Örneğin; Olay tarihinde kolluk tarafından sanığın aracında yapılan aramada bagaj kısmında poşet içerisindeki 720 paket kaçak ve bandrolsüz sigara ele geçirildiği olayda; dosya kapsamına göre sanık ve kaçak eşya konusunda mahkemece verilmiş bir arama kararı olmadığı gibi gecikmesinde sakınca olduğu gerekçesiyle Cumhuriyet Savcısı tarafından da verilmiş bir yazılı arama kararının da bulunmadığı görülmüştür.

Bu durumda yapılan aramanın usul ve yasaya aykırı olduğu ve ele geçen delillerin de hukuka aykırı delil niteliğinde bulunduğu, bu durumun Anayasamızın 38/6 maddesi ile 5271 sayılı Ceza Muhakemesi Kanunu’nun 206/2-a, 217/2, 230/1.maddelerine göre değerlendirilmesi gerekeceği, hiç bir aşamada suçlamayı kabullenmemiş olan sanık hakkında hukuka aykırı şekilde elde edilen ve kaçak olduğu anlaşılan eşyanın hükme esas alınamayacağı gözetilerek beraatına karar verilmesi gerekecektir.

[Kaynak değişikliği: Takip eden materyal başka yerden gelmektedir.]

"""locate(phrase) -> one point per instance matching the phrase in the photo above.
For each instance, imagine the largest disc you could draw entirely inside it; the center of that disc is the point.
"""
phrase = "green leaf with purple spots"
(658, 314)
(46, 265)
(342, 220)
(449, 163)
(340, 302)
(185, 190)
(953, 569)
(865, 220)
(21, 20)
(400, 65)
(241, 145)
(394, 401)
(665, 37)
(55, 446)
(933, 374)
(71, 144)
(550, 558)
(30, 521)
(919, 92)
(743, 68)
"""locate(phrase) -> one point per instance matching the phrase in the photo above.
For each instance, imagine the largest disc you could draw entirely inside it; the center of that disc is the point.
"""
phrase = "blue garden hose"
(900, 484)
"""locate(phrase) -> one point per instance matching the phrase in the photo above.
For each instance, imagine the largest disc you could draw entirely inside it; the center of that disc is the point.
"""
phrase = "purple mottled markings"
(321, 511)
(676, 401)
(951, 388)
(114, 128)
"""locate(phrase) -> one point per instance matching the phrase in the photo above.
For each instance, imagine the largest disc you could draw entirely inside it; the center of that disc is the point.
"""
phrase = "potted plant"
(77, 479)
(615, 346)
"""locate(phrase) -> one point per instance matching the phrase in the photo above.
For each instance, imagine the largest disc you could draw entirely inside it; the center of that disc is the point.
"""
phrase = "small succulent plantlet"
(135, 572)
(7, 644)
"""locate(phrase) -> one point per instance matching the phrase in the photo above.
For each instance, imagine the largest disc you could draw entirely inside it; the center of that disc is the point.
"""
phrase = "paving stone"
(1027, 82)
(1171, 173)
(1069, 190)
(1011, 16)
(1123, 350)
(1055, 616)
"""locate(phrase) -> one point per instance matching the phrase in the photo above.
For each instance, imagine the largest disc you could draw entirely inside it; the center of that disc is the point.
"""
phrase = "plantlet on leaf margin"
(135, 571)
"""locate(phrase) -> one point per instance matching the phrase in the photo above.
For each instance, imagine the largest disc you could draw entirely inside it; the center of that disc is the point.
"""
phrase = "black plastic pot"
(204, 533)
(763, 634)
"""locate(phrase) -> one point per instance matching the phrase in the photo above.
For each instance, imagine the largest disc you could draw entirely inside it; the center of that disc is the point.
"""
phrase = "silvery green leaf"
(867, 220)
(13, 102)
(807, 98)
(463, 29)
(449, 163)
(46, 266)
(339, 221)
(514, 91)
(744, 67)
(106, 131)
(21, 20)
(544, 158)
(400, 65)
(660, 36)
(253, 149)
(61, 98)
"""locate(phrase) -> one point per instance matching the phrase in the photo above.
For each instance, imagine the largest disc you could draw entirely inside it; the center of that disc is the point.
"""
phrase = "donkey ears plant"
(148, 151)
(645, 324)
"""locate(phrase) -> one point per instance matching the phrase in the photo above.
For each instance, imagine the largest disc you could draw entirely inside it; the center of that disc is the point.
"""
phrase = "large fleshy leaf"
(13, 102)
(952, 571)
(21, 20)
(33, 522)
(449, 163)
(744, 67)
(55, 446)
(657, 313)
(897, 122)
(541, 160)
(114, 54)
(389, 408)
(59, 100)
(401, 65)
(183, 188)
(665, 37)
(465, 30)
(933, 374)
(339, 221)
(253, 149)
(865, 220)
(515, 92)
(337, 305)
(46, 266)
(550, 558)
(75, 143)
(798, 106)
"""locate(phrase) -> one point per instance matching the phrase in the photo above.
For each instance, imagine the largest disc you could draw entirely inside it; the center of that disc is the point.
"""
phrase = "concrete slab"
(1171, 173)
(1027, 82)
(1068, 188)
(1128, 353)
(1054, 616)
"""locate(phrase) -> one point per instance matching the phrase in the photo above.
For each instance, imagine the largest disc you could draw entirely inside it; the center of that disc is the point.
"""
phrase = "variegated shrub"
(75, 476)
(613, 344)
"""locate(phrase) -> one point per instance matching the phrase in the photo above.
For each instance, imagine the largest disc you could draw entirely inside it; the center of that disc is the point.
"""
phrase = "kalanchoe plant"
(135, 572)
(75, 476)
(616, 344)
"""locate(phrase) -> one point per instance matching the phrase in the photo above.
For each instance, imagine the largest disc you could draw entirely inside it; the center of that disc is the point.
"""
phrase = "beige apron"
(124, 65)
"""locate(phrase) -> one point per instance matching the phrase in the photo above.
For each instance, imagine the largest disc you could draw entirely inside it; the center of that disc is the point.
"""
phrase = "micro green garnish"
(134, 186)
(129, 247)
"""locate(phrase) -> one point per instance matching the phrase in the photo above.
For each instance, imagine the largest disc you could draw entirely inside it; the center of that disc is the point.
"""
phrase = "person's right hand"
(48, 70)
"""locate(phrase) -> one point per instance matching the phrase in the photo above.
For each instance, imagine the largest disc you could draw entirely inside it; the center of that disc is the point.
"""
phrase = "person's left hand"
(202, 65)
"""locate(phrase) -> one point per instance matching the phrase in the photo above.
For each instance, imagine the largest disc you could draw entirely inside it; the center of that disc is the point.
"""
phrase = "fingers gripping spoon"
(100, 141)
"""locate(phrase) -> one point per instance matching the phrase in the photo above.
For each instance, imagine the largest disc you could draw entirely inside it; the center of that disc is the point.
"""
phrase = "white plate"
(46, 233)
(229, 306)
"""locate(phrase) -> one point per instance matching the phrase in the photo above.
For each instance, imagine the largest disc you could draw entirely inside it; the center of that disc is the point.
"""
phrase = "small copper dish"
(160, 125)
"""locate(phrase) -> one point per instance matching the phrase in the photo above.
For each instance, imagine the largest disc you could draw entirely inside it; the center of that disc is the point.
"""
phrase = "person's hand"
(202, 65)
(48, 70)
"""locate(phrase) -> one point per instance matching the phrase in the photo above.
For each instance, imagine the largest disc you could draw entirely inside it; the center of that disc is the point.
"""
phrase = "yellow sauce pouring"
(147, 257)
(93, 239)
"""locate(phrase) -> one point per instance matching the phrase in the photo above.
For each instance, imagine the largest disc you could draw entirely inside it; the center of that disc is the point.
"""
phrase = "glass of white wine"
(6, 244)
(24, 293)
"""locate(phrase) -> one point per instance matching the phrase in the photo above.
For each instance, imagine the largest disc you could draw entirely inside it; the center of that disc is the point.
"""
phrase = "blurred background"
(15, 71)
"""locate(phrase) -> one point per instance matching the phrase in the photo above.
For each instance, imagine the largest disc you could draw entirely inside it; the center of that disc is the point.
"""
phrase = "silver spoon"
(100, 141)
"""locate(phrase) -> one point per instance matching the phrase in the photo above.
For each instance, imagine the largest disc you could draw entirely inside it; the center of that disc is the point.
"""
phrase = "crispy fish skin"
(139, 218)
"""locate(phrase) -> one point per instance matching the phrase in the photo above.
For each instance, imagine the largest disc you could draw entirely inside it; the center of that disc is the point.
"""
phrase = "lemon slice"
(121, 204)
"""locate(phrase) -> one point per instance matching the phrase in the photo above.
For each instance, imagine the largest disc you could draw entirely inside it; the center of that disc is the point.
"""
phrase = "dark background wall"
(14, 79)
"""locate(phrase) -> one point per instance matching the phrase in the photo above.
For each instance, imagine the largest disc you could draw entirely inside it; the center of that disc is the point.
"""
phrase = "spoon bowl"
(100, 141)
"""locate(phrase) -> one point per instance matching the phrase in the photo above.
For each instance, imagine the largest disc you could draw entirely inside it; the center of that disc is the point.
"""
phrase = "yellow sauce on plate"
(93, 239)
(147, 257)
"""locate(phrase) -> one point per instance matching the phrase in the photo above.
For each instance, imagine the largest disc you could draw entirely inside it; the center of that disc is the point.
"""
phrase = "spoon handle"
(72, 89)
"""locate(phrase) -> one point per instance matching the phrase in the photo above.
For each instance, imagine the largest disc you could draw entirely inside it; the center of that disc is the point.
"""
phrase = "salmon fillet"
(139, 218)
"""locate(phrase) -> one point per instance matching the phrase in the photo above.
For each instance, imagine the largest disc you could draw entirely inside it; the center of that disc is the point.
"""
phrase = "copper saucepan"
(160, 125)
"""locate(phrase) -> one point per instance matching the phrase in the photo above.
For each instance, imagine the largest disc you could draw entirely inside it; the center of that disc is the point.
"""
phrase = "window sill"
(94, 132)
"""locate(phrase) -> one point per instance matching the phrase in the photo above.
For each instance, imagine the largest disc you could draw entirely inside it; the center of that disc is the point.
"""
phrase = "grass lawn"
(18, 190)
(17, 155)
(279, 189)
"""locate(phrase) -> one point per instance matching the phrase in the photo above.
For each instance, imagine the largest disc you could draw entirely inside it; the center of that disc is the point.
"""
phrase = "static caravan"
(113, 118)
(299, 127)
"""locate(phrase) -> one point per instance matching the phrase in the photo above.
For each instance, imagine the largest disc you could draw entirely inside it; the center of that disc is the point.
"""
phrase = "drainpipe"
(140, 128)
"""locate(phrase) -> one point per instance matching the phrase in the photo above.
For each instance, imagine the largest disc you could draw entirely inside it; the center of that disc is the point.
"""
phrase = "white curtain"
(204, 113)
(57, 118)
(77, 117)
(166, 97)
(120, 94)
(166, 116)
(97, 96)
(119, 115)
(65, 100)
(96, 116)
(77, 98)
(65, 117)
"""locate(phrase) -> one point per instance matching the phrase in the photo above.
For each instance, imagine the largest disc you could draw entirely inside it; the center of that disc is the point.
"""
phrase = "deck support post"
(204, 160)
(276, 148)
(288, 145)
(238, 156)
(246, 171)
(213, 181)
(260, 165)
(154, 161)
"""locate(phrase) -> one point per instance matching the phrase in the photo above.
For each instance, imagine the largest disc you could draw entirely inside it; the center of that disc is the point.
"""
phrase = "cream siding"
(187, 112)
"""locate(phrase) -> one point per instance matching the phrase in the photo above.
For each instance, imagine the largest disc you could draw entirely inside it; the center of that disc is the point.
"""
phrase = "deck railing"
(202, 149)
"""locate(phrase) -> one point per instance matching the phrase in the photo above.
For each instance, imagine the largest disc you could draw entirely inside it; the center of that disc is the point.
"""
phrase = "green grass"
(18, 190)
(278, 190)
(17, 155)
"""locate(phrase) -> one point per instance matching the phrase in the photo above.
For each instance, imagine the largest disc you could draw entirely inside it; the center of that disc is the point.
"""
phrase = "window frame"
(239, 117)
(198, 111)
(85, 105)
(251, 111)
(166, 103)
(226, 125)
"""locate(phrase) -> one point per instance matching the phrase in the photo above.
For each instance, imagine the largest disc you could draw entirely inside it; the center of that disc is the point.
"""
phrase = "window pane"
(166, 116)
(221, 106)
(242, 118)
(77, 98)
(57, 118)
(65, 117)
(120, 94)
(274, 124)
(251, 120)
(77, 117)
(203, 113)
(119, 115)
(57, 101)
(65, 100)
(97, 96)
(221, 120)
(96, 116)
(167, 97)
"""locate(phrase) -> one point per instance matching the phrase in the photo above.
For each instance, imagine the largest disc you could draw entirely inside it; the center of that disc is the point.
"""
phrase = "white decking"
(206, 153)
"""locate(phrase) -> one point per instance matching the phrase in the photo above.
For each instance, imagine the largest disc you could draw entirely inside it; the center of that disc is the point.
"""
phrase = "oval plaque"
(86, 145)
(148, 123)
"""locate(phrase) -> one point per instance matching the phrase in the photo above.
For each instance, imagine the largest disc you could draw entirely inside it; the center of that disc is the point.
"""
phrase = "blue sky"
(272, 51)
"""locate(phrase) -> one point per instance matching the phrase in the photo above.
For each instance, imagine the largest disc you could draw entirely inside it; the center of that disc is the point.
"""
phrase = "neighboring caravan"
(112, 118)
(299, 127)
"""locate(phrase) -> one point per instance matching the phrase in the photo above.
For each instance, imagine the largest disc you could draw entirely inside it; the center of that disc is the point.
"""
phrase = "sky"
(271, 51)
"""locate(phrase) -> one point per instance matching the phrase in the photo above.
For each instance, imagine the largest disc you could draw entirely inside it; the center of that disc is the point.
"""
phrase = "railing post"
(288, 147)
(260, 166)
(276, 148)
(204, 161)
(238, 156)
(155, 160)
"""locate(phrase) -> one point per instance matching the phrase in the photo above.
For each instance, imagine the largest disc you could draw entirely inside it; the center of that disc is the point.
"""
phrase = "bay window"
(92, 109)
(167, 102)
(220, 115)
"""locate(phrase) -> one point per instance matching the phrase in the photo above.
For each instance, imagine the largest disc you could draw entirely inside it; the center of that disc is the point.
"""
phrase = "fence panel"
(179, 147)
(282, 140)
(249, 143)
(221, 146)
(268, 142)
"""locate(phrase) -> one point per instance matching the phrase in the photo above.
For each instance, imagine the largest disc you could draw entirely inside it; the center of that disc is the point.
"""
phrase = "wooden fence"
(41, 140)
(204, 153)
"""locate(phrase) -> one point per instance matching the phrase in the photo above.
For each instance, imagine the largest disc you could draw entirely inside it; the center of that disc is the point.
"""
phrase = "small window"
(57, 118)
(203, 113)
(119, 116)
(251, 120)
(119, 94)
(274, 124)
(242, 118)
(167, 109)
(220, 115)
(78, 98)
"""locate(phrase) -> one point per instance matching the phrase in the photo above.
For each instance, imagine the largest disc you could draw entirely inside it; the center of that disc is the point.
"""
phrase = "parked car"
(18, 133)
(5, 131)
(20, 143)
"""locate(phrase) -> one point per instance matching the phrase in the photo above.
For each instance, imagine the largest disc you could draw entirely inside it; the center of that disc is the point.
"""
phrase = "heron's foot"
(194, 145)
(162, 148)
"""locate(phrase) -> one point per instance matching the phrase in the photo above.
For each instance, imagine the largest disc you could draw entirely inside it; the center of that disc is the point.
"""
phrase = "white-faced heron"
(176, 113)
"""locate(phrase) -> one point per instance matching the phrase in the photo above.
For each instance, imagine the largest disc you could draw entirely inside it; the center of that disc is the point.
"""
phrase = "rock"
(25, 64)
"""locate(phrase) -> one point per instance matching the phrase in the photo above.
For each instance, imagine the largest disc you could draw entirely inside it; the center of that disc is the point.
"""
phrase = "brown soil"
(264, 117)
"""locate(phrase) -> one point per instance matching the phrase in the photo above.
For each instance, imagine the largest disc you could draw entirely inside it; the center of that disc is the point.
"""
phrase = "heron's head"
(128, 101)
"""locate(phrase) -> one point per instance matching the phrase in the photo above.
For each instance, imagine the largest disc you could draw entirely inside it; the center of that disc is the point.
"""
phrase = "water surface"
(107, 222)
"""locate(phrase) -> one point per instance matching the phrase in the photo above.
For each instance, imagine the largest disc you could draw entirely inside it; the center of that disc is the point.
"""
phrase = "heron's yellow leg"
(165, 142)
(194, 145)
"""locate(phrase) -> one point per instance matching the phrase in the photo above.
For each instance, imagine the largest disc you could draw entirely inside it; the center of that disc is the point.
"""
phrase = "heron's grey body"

Bu durumda sanığın mahkûmiyetine karar verilmesi hukuka aykırı olacaktır.[20]

Örneğin; sanığa ait iş yerinde kaçak sigara satıldığına dair ihbar gelmesi üzerine kolluk görevlilerince iş yerindeki masanın üstünde bulunan iki adet poşet içerisinden gümrük kaçağı sigaraların ele geçirildiği olayda; usulüne uygun bir arama kararı olmadığı, gecikmesinde sakınca olduğu gerekçesiyle Cumhuriyet savcısı tarafından da verilmiş bir yazılı arama izni ya da Cumhuriyet savcısına ulaşılamaması nedeniyle kolluk amirince verilmiş yazılı arama emrinin de bulunmadığı gözetilerek yapılan işlemin hukuka aykırı olduğuna karar verilmiştir.[21]

Katılanın sanık ile yaptığı görüşmeyi tanığa dinletmesi

Bu örnek olayda; katılanın sanık tarafından kendisine yönelik gerçekleştirildiğini iddia ettiği hakaret içerikli haksız saldırıyı ispatlamak amacıyla, sanık ile olan telefon görüşmesini tanığa dinletmesi hukuka uygun elde edilmiş delil olarak kabul edilmektedir. Burada tanığın beyanının hukuka aykırı delil olarak değerlendirilerek beraat kararı verilmesi hukuka aykırı olacaktır.[22]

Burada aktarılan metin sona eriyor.